Amaterasu-O-mi-Kami, the sun goddess, decided to let her grandson Niningi-no Mikoto govern her lands. Before his arrival the deity Futsunushi no Kami was send down to earth to prepare the lands for their rightful heir.
However the deity of thunder Take-mika-tsuchi, the first descendant of the deity of fire, was furious with this decision because he thought himself more brave and fabulous than Futsunushi-no-Kami, and therefore more suitable for this important task. The celestial gods approved his wishes due to their appreciation of his enormous strength. So both Take-mika-tsuchi and Futsunushi-no-Kami were send down to earth in the name of Ninigio-no-Mikoto to confiscate the lands of wide stretched meadows, the realm of the eight islands (modern Japan).
The deities descended to earth to arrive in the vicinity of Itasa in the province of Izumo, where the planted the divine sword with the grip down in the earth.
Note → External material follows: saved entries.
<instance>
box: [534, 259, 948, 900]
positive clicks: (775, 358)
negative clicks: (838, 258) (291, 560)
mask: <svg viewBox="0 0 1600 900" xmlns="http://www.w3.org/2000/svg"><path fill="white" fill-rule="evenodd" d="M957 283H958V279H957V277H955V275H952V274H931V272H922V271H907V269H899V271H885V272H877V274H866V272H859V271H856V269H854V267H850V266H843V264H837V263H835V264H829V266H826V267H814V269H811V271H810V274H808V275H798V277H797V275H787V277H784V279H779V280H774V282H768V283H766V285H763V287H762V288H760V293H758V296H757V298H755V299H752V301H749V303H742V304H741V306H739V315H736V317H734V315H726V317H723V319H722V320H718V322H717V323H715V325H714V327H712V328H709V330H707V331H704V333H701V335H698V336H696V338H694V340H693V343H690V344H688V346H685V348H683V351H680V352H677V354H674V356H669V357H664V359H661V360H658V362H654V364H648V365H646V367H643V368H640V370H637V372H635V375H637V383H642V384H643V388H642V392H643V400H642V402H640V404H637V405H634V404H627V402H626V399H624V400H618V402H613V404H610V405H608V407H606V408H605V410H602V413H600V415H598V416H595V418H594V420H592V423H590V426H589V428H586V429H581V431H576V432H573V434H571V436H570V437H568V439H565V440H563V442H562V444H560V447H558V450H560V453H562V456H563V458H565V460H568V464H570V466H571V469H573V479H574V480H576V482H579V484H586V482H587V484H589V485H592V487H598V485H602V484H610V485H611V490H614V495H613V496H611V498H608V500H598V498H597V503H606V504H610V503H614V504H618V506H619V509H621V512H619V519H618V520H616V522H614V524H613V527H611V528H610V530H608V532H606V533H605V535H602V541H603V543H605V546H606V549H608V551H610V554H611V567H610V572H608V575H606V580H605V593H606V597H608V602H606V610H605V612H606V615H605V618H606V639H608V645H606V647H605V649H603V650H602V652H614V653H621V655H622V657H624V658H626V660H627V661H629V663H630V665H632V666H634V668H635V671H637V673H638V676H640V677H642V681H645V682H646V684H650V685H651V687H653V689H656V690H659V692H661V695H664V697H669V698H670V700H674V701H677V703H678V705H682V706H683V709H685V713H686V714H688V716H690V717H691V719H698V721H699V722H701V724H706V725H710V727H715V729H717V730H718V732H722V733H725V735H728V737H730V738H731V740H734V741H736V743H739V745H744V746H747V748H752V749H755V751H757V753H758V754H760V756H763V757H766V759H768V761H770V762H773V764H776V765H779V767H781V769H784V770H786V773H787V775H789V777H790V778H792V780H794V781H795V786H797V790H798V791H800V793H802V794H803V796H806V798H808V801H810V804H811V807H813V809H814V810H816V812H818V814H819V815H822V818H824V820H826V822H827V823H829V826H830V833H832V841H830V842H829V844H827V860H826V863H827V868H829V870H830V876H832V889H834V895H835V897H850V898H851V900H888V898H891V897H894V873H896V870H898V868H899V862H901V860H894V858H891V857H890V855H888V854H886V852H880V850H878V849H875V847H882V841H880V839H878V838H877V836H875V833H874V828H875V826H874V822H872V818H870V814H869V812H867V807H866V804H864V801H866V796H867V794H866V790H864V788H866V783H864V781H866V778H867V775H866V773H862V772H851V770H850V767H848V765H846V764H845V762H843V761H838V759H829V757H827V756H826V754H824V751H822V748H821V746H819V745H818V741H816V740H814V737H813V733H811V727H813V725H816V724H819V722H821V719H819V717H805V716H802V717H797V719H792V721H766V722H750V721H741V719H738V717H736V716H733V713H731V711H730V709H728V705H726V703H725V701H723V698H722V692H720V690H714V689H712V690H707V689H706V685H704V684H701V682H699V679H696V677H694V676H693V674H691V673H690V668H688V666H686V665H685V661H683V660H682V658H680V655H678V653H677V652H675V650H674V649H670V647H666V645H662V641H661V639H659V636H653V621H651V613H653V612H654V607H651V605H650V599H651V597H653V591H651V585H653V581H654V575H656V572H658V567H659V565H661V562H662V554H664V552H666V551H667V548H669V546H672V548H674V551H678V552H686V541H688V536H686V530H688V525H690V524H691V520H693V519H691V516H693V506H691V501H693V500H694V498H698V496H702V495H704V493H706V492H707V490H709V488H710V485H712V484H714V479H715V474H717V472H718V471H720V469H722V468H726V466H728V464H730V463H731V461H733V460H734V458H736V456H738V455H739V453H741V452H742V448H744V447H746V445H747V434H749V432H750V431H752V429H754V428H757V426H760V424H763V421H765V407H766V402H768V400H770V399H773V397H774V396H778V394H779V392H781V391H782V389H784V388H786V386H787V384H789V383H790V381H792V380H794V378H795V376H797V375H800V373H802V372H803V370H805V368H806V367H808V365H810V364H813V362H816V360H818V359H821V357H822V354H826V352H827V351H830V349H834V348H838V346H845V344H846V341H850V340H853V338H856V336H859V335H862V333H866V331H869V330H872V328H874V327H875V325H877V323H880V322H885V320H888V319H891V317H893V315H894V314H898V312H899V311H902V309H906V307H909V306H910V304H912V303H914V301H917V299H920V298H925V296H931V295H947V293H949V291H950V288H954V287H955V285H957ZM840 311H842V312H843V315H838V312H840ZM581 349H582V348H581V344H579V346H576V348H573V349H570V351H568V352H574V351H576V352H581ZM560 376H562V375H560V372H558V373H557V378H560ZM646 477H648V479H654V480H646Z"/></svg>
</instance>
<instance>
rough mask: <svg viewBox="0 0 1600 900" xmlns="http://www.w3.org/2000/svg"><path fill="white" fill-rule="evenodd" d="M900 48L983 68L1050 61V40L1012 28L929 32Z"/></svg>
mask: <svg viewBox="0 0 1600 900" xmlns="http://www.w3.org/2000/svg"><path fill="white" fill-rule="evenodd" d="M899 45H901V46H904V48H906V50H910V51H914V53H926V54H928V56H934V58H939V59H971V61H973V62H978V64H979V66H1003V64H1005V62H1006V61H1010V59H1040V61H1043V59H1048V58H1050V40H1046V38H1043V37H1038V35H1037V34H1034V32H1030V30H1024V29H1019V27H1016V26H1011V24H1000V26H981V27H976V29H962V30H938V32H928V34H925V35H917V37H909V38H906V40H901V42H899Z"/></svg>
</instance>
They kneeled before the sword and vowed their loyalty to the gods.
It is believed that these deities landed at the towns Katori and Kashima.
Futsunushi-no-Kami at Katori and Take-mika-tsuchi at Kashima. In honour of these two deities of war two Shinto shrines were built in these towns. Throughout many centuries famous sword fighters prayed and meditated at these shrines to gain insight into their martial arts.
Two of the most important martial art school of Japan were established in the vicinity of these shrines, the Tenshinsho-den Katori Shinto Ryu and the Kashima Shinto Ryu.